We sit down with the wonderful James Foot and learn all about his journey as an artist, from the farmlands of Cornwall to our very own Rock.
James foot has been a familiar face around Gibraltar for almost 30 years. In 1991 he held his first exhibition; a series of watercolours inspired by his trips to Morocco. The following year, he began painting Gibraltar: “It’s interesting how outward-looking Gibraltar is now. It was really a very insular place in the early 90s; the border hadn’t that long been open, people were very aware of their own space, and people were only interested in seeing images of Gibraltar. I’ve really enjoyed the changes within Gibraltar over the years. I think probably my paintings reflect those changes.”

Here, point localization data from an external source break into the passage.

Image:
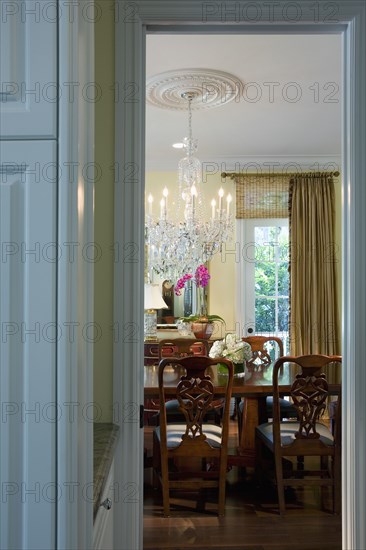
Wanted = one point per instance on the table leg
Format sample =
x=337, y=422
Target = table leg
x=254, y=413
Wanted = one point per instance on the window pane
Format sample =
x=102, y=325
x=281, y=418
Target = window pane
x=283, y=314
x=264, y=315
x=283, y=279
x=265, y=279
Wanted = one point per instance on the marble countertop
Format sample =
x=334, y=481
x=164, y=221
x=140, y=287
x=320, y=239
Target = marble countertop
x=105, y=439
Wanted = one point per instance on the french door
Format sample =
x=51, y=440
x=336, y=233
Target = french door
x=263, y=278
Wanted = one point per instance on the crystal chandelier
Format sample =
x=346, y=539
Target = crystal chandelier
x=178, y=242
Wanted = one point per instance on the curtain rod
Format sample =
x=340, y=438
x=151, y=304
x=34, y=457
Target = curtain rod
x=233, y=175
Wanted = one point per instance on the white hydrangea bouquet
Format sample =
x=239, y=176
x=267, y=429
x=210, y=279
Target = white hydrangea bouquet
x=233, y=348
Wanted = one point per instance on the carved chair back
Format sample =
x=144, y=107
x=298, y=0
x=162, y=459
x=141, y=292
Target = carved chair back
x=309, y=394
x=193, y=442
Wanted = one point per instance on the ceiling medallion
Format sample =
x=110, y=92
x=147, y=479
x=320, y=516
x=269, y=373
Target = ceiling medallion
x=211, y=89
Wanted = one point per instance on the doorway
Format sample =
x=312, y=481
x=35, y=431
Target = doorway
x=129, y=305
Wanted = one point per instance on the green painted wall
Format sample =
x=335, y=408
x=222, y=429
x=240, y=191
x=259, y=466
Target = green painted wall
x=104, y=211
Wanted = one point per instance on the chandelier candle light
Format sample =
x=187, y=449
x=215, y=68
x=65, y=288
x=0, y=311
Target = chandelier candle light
x=179, y=244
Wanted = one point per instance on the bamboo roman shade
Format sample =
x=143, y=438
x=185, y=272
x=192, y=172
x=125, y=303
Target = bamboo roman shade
x=263, y=196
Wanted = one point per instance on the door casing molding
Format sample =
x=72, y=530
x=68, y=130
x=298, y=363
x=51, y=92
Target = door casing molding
x=133, y=20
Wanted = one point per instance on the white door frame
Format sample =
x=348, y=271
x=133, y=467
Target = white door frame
x=133, y=19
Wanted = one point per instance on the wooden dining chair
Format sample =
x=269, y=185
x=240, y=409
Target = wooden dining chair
x=266, y=349
x=192, y=455
x=174, y=348
x=307, y=437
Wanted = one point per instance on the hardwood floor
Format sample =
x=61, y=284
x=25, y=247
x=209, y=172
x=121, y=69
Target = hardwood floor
x=251, y=522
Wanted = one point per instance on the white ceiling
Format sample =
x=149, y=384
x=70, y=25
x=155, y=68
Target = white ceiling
x=275, y=129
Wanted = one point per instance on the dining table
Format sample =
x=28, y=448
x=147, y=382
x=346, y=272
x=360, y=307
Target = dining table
x=254, y=386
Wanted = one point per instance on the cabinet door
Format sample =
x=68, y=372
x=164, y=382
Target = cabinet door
x=28, y=69
x=103, y=524
x=28, y=344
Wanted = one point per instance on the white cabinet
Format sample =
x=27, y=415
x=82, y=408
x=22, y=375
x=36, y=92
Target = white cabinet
x=29, y=89
x=103, y=524
x=28, y=346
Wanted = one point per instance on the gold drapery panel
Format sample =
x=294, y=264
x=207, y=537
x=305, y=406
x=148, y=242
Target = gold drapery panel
x=314, y=315
x=262, y=197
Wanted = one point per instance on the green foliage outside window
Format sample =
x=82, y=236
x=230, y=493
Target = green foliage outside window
x=271, y=279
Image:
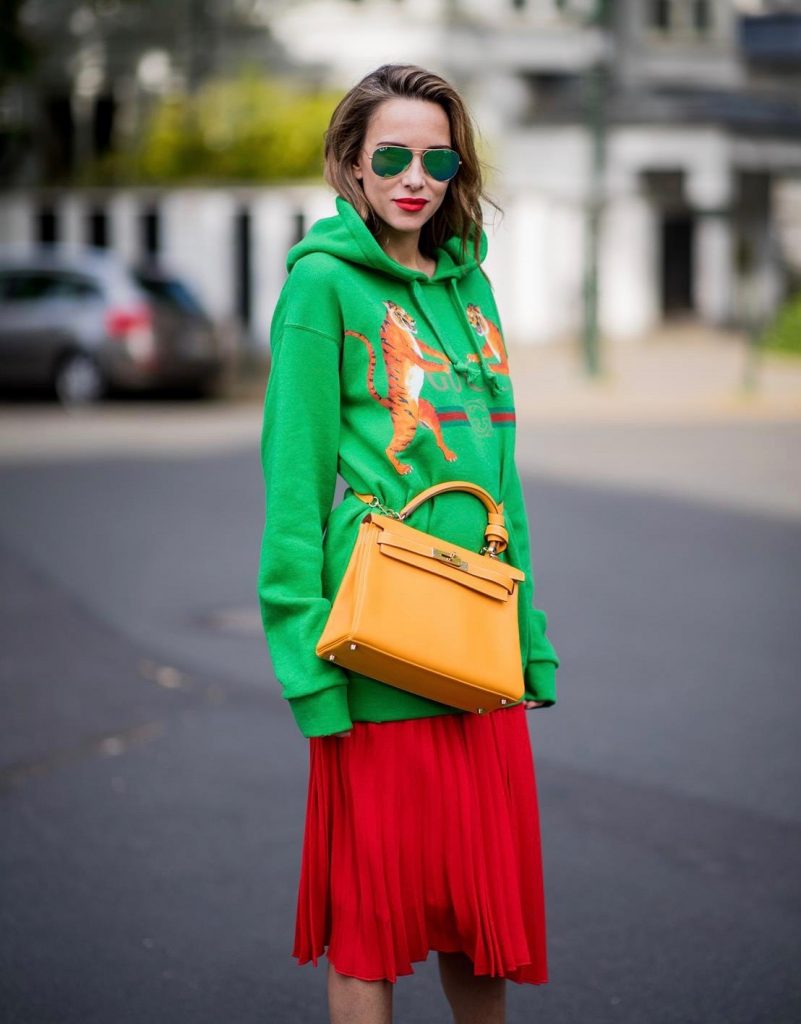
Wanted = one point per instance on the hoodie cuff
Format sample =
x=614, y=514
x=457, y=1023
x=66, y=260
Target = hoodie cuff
x=540, y=682
x=322, y=713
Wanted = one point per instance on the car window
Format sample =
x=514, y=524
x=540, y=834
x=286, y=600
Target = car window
x=35, y=286
x=171, y=292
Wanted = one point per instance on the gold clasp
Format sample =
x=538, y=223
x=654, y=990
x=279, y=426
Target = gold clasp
x=451, y=557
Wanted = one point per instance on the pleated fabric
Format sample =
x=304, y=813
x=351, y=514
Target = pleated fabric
x=423, y=835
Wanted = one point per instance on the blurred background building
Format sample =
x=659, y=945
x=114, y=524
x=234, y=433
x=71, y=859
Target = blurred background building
x=676, y=122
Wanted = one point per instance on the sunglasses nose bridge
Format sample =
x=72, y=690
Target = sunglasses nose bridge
x=415, y=170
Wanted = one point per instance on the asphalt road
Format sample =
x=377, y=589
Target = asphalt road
x=153, y=781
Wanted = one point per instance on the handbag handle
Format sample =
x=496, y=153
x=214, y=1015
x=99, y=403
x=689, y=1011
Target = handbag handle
x=496, y=535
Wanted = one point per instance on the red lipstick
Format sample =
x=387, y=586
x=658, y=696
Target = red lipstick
x=411, y=205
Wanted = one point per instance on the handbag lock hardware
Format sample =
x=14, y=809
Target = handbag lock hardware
x=451, y=557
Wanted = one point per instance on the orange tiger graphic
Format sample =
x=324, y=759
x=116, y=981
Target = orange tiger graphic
x=406, y=369
x=494, y=347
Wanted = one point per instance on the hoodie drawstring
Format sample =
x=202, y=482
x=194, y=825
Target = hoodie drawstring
x=474, y=371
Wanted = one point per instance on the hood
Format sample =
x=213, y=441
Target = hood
x=347, y=237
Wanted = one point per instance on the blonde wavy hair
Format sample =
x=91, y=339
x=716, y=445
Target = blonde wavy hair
x=460, y=213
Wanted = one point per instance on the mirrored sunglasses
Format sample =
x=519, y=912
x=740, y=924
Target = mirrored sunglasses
x=390, y=160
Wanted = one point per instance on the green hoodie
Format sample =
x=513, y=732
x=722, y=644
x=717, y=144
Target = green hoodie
x=395, y=381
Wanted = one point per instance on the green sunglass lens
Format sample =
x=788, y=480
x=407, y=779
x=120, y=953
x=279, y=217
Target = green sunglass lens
x=390, y=160
x=440, y=164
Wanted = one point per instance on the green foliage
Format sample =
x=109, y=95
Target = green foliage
x=784, y=333
x=250, y=128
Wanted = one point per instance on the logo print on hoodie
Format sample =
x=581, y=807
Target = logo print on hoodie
x=406, y=369
x=494, y=347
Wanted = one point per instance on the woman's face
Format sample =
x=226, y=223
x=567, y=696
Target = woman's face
x=418, y=124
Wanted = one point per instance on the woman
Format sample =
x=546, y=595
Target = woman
x=389, y=368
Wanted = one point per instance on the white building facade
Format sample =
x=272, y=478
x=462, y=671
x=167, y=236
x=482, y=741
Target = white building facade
x=699, y=184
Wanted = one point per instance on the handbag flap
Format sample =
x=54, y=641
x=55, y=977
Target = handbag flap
x=435, y=555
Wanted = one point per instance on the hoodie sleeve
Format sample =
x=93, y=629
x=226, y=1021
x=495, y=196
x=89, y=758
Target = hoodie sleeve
x=299, y=454
x=540, y=658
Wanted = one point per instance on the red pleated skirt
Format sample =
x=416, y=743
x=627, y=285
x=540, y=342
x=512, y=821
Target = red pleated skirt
x=423, y=835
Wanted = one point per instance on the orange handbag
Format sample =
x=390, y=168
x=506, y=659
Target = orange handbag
x=427, y=615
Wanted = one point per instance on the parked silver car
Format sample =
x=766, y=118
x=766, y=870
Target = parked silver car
x=83, y=323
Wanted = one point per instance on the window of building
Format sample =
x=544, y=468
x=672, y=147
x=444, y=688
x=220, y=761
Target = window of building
x=661, y=14
x=702, y=15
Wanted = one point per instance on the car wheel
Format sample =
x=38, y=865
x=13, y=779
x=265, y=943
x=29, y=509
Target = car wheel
x=79, y=380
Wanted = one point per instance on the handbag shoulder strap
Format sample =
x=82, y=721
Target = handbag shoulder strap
x=496, y=534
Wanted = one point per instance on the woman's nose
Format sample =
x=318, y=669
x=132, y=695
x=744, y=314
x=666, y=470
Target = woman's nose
x=414, y=174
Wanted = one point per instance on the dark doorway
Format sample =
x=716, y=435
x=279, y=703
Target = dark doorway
x=150, y=232
x=242, y=264
x=677, y=264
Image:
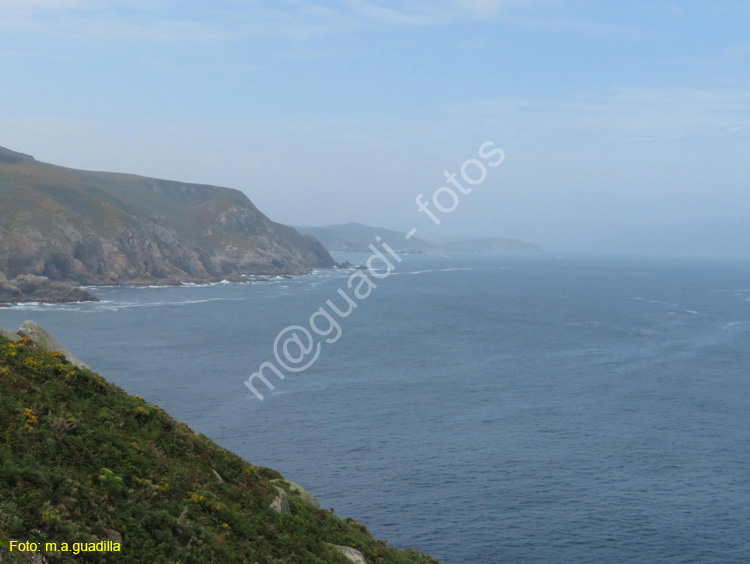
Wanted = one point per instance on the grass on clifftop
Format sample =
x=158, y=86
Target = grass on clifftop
x=82, y=461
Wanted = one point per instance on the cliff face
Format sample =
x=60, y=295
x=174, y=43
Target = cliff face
x=96, y=228
x=81, y=461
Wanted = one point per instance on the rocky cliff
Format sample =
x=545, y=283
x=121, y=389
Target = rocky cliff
x=94, y=228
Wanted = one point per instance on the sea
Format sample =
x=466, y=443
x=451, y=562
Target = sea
x=483, y=409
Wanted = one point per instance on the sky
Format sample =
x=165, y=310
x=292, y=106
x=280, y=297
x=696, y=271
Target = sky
x=614, y=116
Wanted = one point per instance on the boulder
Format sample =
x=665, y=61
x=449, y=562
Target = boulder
x=47, y=342
x=352, y=554
x=304, y=495
x=280, y=503
x=9, y=335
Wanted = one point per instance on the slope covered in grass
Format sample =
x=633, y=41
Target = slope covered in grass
x=82, y=461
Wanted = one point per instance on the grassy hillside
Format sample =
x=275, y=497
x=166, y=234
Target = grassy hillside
x=82, y=461
x=97, y=228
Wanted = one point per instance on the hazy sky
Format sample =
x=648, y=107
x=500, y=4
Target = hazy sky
x=613, y=115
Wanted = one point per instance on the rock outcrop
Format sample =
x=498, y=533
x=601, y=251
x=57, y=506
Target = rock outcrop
x=47, y=342
x=91, y=228
x=352, y=554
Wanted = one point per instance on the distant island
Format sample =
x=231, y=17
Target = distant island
x=62, y=228
x=355, y=237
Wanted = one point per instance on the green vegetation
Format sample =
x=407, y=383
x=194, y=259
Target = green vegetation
x=82, y=461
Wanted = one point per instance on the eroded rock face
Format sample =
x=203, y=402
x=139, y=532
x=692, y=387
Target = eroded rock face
x=47, y=342
x=89, y=228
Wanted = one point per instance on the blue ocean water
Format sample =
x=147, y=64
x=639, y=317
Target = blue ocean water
x=481, y=408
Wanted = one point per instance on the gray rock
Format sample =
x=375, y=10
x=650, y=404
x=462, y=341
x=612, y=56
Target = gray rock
x=352, y=554
x=47, y=342
x=304, y=495
x=280, y=503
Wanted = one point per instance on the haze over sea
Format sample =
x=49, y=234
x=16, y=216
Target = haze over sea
x=482, y=408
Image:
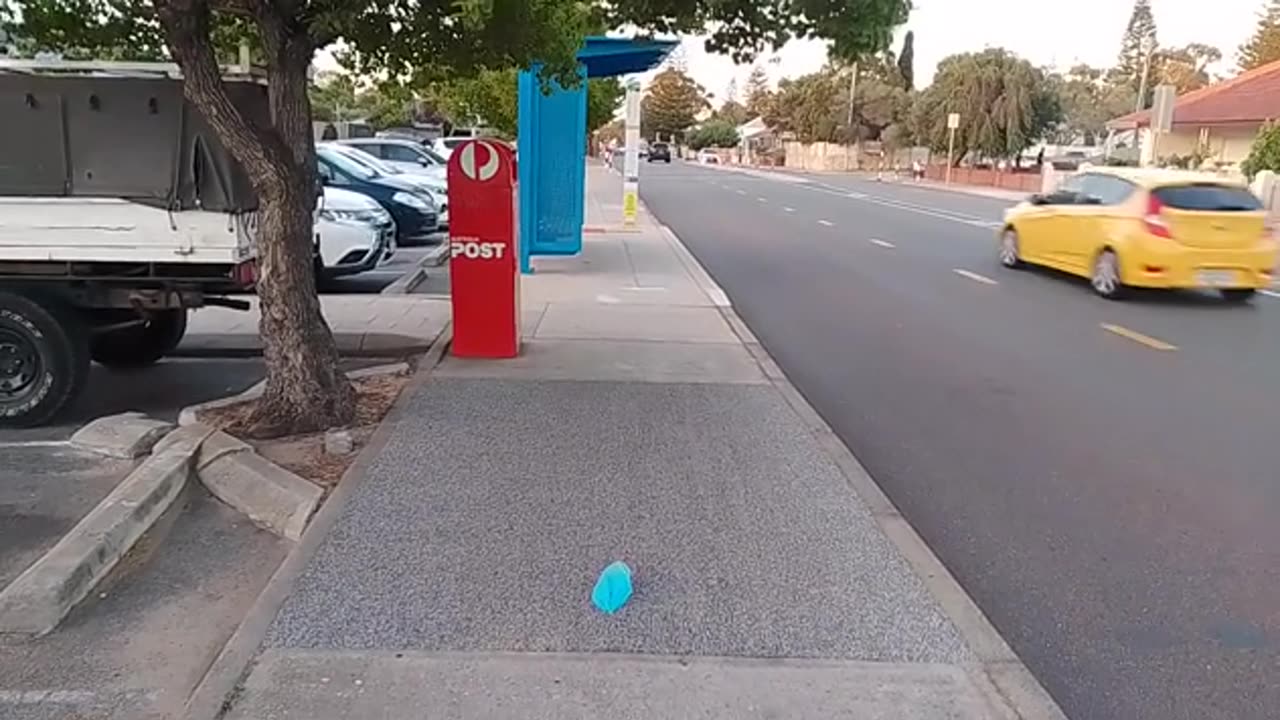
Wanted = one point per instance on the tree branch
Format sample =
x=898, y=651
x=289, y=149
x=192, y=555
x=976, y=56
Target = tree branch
x=187, y=31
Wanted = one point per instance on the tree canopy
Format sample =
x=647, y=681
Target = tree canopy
x=1004, y=101
x=671, y=104
x=1264, y=45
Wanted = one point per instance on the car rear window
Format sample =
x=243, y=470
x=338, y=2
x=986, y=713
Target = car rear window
x=1208, y=197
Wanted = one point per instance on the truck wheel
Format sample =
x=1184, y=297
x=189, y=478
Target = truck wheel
x=138, y=346
x=44, y=360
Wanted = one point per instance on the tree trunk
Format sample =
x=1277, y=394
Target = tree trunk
x=306, y=390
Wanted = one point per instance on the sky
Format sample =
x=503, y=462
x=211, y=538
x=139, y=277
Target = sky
x=1046, y=32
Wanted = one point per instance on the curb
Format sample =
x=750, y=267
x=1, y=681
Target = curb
x=350, y=345
x=215, y=689
x=1000, y=671
x=36, y=601
x=411, y=281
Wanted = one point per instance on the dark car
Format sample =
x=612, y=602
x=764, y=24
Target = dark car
x=415, y=212
x=659, y=151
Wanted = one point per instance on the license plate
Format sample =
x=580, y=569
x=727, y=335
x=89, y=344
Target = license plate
x=1216, y=278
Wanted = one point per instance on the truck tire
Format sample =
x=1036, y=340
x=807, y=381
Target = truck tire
x=141, y=345
x=44, y=359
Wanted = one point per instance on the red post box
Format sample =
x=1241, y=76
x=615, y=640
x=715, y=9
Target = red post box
x=484, y=256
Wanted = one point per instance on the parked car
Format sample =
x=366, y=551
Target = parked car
x=407, y=155
x=434, y=182
x=353, y=232
x=1124, y=227
x=659, y=153
x=410, y=205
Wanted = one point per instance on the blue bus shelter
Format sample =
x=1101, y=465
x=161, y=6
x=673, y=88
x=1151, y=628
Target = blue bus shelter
x=552, y=145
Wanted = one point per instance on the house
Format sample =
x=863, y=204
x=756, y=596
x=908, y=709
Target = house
x=1217, y=122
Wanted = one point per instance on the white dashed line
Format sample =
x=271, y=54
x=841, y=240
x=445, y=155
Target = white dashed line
x=974, y=277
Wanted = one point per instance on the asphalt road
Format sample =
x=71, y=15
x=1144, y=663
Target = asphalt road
x=1102, y=478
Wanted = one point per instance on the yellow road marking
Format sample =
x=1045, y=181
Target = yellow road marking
x=1138, y=337
x=972, y=276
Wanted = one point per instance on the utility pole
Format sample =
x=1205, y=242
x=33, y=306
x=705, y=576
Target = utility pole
x=849, y=123
x=1148, y=49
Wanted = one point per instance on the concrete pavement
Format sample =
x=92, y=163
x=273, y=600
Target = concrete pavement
x=640, y=425
x=1107, y=504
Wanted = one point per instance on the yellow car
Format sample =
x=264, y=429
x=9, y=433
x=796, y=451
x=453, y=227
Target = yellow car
x=1124, y=227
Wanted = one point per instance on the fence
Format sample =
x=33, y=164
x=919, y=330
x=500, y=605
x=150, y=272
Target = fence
x=986, y=177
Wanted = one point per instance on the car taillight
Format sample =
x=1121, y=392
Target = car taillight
x=245, y=274
x=1155, y=218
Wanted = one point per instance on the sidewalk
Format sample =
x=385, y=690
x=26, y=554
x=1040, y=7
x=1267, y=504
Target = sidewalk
x=362, y=324
x=641, y=423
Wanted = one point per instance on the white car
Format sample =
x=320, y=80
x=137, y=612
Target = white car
x=355, y=233
x=433, y=182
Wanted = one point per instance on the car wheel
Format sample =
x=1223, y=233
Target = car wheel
x=1106, y=276
x=44, y=360
x=1010, y=254
x=1238, y=296
x=145, y=343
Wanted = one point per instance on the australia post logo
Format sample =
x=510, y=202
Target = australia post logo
x=472, y=249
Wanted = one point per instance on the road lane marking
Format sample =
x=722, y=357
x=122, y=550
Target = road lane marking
x=974, y=277
x=1138, y=337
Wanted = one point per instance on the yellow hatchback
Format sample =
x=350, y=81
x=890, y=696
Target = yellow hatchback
x=1124, y=227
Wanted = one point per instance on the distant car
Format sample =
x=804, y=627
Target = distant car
x=444, y=146
x=659, y=153
x=1124, y=227
x=433, y=180
x=355, y=233
x=410, y=205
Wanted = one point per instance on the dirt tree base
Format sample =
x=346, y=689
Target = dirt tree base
x=304, y=454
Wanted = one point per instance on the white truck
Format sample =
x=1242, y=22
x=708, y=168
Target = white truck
x=119, y=212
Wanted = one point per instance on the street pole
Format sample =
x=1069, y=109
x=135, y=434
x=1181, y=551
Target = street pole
x=631, y=163
x=951, y=151
x=1147, y=50
x=849, y=124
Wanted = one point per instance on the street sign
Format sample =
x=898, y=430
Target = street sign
x=1162, y=108
x=484, y=253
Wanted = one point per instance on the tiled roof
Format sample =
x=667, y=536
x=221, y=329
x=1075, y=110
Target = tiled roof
x=1252, y=96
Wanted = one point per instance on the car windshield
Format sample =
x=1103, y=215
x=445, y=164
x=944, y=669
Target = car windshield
x=1208, y=197
x=346, y=164
x=368, y=160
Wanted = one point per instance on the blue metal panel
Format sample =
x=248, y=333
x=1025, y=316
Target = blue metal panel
x=552, y=168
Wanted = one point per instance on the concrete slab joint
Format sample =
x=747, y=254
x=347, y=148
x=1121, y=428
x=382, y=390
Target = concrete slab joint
x=268, y=495
x=127, y=436
x=37, y=600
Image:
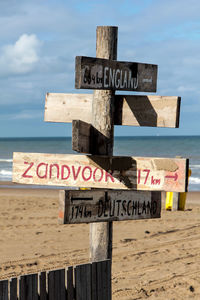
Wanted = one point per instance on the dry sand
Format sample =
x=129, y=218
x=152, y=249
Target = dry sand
x=154, y=259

James has painted using watercolours since he was quite young, going on to work in other media – acrylics, printing and so on – while at Art School in the late 70s, but before painting took his heart, the theatre had it. “I moved to London around 1980 and formed a theatre company, which went on for about 5 or 6 years, and did a lot of artwork – painting the scenery, creating costumes and whatnot. I always painted but it’s quite hard to have credibility as a painter when you’re young. Collectively as a theatre group people will buy tickets and come watch you, but to actually sell your art can be tricky.” James starts exhibiting paintings when he was 26, and has made a living out of the profession ever since, which is a testament to his work. His work has evolved over the years, becoming what he describes as “more drawn and academic” where they were once “quick impressions of things”.
James’ most recent exhibition in April featured intricate pieces depicting urban scenes, exquisitely detailed water and various flora and fauna that would be perfectly in place in the pages of a fashion magazine wrapped around a model in print. “Several people have asked whether I would produce prints, but I’m quite keen on keeping the originality and ‘one-offness’ of them.” James’ work has been so commended that it led to him being commissioned to paint the handover ceremony in Hong Kong in 1997 which was made into a print of 500 (“a very exciting and interesting thing to do”), as well as a couple of the facade of the historic hospitals in London. And what of the facade of our very own Ince’s Hall? “They missed out an apostrophe didn’t they?” James says with a smile. “Murals have to be done very well to be effective.
James works with great scale at times, which can be very difficult to do with watercolour. A large painting can take up to a week to complete. “I paint a lot of water; reflections, boats and things that light does on water. It’s a very traditional medium. It pushes what I can do. I’m compulsive. I work from about 8 in the morning through to 4 or 5 in the afternoon. I think you have to be an obsessive to do something like this – you’ve got to go for it.”
So which artists influenced and inspired James growing up? “Do you know… I wasn’t terribly aware of them. I grew up on a farm in Cornwall in the 60s/70s.” Regardless, it was evident from an early age that James, the youngest of four, was destined for great art. “My mother told me that when I was about 4 or 5 years old, before I can remember, that she would ask me why I was drawing one cow bigger than the other one, and I would look at her like she was stupid and say ‘well, because its further away!’ so I was working with perspective when I didn’t even know what it was.”
Growing up in the 70s in the middle of nowhere wasn’t too conducive to James’ current trade, and he soon set his sights on bigger things. “When I was a kid growing up I just always wanted to live in London. I think I was just rebellious. I didn’t want to be a farm boy. My father never left the farm, never went to London, never got on a plane… I think he didn’t believe the rest of the word existed – I think he thought I’d made it up. In fact my father used to claim they got me mixed up at the hospital and he got the wrong one. I had been to art school. I smoked dope, dyed my hair and wore bizarre clothes, and I thought I looked a million dollars. My poor father… I lived a very bohemian lifestyle; living in London, travelling to morocco and hitchhiking to Italy. I would just get it into my head that I was going to go somewhere, like the Sahara, and go. “
So what advice does the artist have for young Gibraltarians wishing to be like him one day? “Don’t be like me. [laughing] No, go for it! It’s very nice working in the creative arts. It’s very difficult – you need a lot of self-discipline. It’s good to go to other places so that you have the impetus to say something about where you are, and where you fit.